Do Not Enter: Closed gTLD Area
Definitions: Open gTLD is like dot com that anyone can buy and freely use. Closed gTLD is for example dot rice where the owners may decide if and how they are sold on the market or may use strictly for their own corporate use to corner the web traffic.
After a decade of fierce debates, ICANN allowed the world to buy gTLDs in an open fair game. Some 2,000 applications later, the new debates are now about the closed gTLDs. Owners of closed gTLDs are supposed to control the name and decide how to best use them. The questions being raised are about having such names with cyber traffic-flow powers in the hands of already market leaders. But why not — this is how name-brand trademarks are created, filed, secured and protected and this is how patents are filed all poised to corner markets. You don’t expect the Apple trademark to be shared with every apple-pie maker? So why enter in the areas of closed gTLDs.
For example, Uncle Ben’s Rice gets dot rice and starts placing its own secondary level domain names around the world to control and divert global cyber traffic to: Basmati.rice, brown.rice, long.rice, fried.rice. Furthermore they also decide not to sell any other combinations to the general public or for example to General Foods to have crispy.rice or candy.rice dreams.
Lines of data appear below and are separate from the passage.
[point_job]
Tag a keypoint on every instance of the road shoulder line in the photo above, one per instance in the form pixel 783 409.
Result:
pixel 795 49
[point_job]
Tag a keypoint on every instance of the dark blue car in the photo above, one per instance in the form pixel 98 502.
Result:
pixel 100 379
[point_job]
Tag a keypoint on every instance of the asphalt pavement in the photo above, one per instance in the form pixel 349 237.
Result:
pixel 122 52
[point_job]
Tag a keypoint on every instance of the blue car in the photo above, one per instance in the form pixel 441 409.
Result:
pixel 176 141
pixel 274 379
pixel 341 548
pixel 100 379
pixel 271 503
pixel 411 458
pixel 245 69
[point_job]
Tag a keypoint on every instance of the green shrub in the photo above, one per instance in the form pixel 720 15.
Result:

A closed gTLD is no different than a highway billboard on a special boulevard capturing all the attention and blocking the competition. Only Visa was able to get the exclusive bid for Olympics where all the other gold cards were deemed useless. Dot rice is that exclusive billboard on the cyber highway. The rice business will go on and there will be hundreds of other special global naming options to create new brands for the billions of people.
As the release date approaches, million-dollar gTLDs flex their domination muscle and suddenly start to appear as billion-dollar domain name babies. ICANN has often underestimated the soft power of global naming complexities issues over hardcore technical domain name complexities; therefore the gTLDs soft power was poorly priced, presented as routine domain name and later lacked right value propositions and market education.
Despite all that, ICANN still won against all odds and made this game a reality. Today, the right choice generic names are poised to become billion-dollar domain babies.